A Coming Dawn

Last year I had the privilege of writing a series of Advent poems for my home church. It was a precious, reflective season for me as I observed the birth of Christ, and the hope that His church holds in his second coming. I know there are a few of you reading my posts that are not followers of Christ. For you, I hope these poems awaken your heart to the reality of this beautiful season.

And for those of you who believe as I do, my hope is that these works will reignite in you an overwhelming sense of Christ’s presence during this Holiday Season. I’d like to share last year’s (2014) poems, and then introduce this year’s pieces as they are written during my church’s Advent 2015 observance over this next month.

This piece attempts to establish man’s need for Christ. It is a somewhat dark way to kick off the beautiful Advent season, but I feel in first seeing the darkness, we desire the light all the more.

Week 1:

This morning, stumbling in the dark of my living room,
Ankles popping, stiff-necked, floors groaning in protest,
I am reminded of how you first announced your presence,
Stepping out of the infinite past to write your masterpiece.

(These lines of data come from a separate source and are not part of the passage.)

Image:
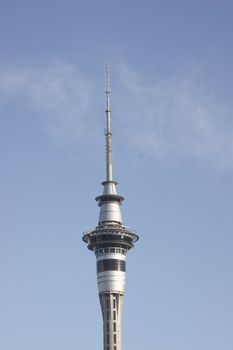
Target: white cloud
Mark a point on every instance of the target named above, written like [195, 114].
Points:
[177, 118]
[58, 94]
[173, 118]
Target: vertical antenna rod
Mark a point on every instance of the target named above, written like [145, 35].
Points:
[108, 131]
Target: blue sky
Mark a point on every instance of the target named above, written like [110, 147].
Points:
[171, 79]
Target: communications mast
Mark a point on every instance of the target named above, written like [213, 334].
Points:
[110, 240]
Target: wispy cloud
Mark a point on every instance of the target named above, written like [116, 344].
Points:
[176, 118]
[58, 94]
[172, 118]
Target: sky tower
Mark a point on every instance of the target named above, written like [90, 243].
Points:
[110, 241]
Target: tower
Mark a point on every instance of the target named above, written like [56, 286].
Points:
[110, 240]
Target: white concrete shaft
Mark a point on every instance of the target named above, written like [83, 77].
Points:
[111, 305]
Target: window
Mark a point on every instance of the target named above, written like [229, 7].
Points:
[111, 264]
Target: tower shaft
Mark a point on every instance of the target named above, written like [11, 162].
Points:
[110, 240]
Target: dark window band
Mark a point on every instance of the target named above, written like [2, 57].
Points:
[110, 264]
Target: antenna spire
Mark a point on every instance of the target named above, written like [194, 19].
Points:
[108, 131]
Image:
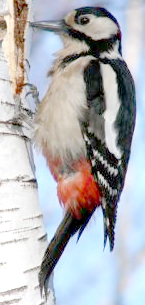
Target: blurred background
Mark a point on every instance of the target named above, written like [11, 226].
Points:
[85, 273]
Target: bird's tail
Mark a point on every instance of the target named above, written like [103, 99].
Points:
[68, 227]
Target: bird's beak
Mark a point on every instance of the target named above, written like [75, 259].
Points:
[54, 26]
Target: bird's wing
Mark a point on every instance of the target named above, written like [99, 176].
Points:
[108, 170]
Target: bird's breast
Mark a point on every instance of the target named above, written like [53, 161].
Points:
[59, 115]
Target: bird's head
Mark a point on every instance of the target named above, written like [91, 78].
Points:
[95, 27]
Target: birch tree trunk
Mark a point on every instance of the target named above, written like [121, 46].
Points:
[22, 235]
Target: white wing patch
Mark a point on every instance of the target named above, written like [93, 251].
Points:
[111, 169]
[112, 107]
[112, 192]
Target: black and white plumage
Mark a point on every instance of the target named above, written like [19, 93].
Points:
[89, 108]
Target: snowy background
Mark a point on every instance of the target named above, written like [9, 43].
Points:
[85, 274]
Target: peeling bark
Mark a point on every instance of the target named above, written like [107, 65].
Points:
[22, 234]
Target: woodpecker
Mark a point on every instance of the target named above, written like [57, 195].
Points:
[84, 124]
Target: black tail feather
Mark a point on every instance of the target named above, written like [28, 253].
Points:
[68, 227]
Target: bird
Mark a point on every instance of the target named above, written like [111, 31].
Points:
[85, 123]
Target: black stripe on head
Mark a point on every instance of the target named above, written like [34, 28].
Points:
[97, 11]
[96, 46]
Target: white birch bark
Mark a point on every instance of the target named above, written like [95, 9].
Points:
[22, 235]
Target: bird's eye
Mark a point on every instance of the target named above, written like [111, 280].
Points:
[84, 20]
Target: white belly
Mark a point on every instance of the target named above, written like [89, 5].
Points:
[59, 115]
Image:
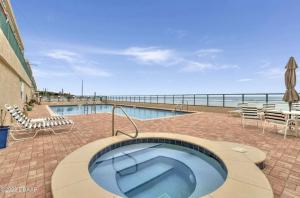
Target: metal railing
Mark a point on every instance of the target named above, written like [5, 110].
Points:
[115, 133]
[213, 100]
[10, 36]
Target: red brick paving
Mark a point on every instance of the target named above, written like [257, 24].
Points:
[31, 163]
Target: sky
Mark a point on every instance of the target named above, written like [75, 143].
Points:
[136, 47]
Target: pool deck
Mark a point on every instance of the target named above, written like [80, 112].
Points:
[31, 163]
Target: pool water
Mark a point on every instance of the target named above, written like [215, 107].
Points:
[163, 170]
[135, 112]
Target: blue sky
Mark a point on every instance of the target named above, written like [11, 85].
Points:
[159, 47]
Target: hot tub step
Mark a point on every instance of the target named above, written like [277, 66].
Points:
[145, 172]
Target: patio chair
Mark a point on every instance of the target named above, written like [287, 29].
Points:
[268, 106]
[295, 107]
[278, 118]
[238, 109]
[18, 110]
[249, 113]
[24, 124]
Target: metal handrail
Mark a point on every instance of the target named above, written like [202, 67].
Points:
[180, 107]
[118, 131]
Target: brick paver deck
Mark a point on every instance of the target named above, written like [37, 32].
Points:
[31, 163]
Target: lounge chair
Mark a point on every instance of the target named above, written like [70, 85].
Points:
[18, 110]
[296, 107]
[238, 109]
[268, 106]
[249, 113]
[278, 118]
[25, 124]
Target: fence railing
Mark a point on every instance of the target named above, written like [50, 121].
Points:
[214, 100]
[211, 100]
[14, 44]
[72, 99]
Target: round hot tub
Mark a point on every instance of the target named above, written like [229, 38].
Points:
[157, 167]
[161, 165]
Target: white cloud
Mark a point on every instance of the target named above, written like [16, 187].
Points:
[212, 52]
[90, 71]
[177, 33]
[193, 66]
[64, 55]
[42, 73]
[74, 63]
[272, 72]
[244, 79]
[148, 55]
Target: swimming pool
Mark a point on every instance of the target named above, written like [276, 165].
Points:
[146, 168]
[135, 112]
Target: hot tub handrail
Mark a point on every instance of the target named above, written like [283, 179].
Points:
[118, 131]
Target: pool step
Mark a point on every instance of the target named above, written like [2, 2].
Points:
[122, 156]
[144, 173]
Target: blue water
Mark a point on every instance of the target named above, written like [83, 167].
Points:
[135, 112]
[147, 170]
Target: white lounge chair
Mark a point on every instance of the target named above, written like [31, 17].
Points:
[268, 106]
[249, 113]
[295, 107]
[18, 110]
[238, 109]
[24, 124]
[278, 118]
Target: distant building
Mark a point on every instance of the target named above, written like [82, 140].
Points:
[17, 84]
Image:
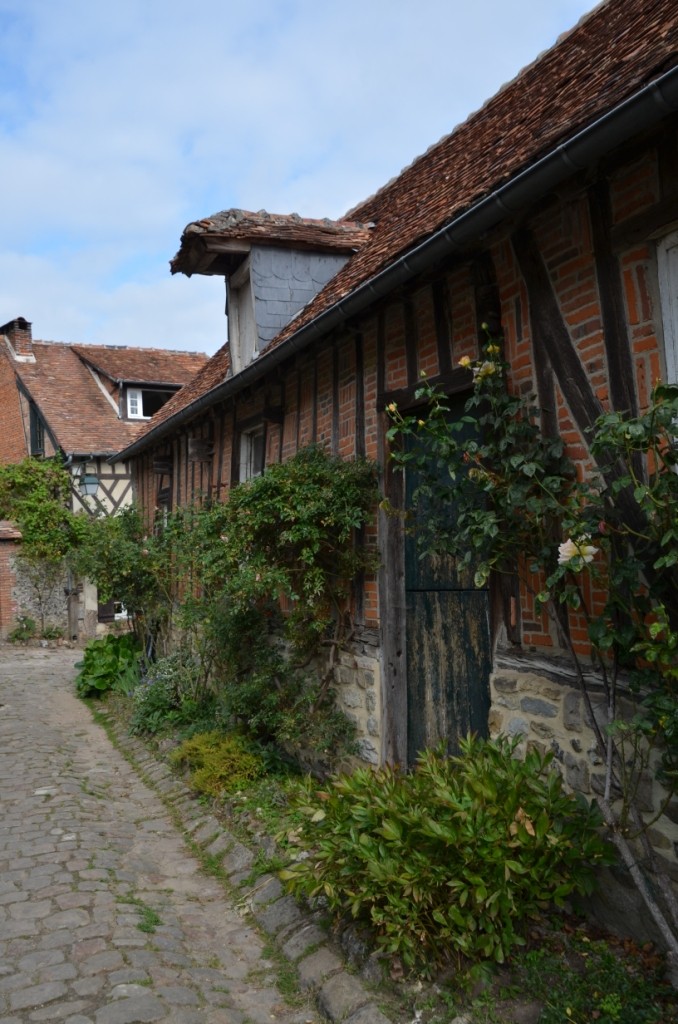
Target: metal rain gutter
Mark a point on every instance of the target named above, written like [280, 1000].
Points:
[639, 112]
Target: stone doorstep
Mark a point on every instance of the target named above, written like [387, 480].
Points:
[340, 996]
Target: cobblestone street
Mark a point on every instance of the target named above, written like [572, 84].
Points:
[104, 915]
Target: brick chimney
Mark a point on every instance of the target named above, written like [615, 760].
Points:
[18, 334]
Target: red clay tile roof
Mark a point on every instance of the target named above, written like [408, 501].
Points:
[79, 416]
[612, 51]
[266, 228]
[212, 374]
[142, 366]
[608, 55]
[13, 444]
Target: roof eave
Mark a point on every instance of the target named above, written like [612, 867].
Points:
[639, 112]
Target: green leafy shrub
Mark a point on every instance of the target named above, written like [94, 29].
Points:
[171, 694]
[26, 629]
[218, 763]
[109, 663]
[584, 979]
[452, 858]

Let there be light; the first day, the first dawn,
A beacon calling all of creation out of the void,
Out onto the horizon to bask in your rising sun.
So we ran out to meet you. Out of the dust,
Into the warmth of your glow.

But your light soon revealed our flaws, our imperfections.
And we cowered back into the shadows, ashamed
Of our form, the grotesque shape of our silhouettes
Against the backdrop of your glory.

So in your loving mercy you separated yourself from your children,  Turning your gaze away to shield us from your rage.
And for thousands of years we scratched and clawed
Our way through the dirt, our eyes fixed on the dark horizon
Groaning for a chance to try again.

Week 2:

Darkness had settled over the earth.
Your children lost, wandering, frightened.
Stories of a God that had once walked among us
Had faded into myth, lore.

But there were those whom kept one eye on the horizon.
And so you chose to reveal yourself once again,
Not in the light of a rising sun, but in a voice
Crying in the wilderness.

There is hope! The light is coming!
We will see his glory once again!

You chose this time to speak, not as the voice of our Creator,
But to the hearts of your children, stirring our souls
With dreams and visions.

But we were once again afraid, and we crept further into the depths,
Doves hiding in the cleft, our spirits longing to race out to find the voice,
Our flesh tethering us to our fears, afraid of the light of your coming glory.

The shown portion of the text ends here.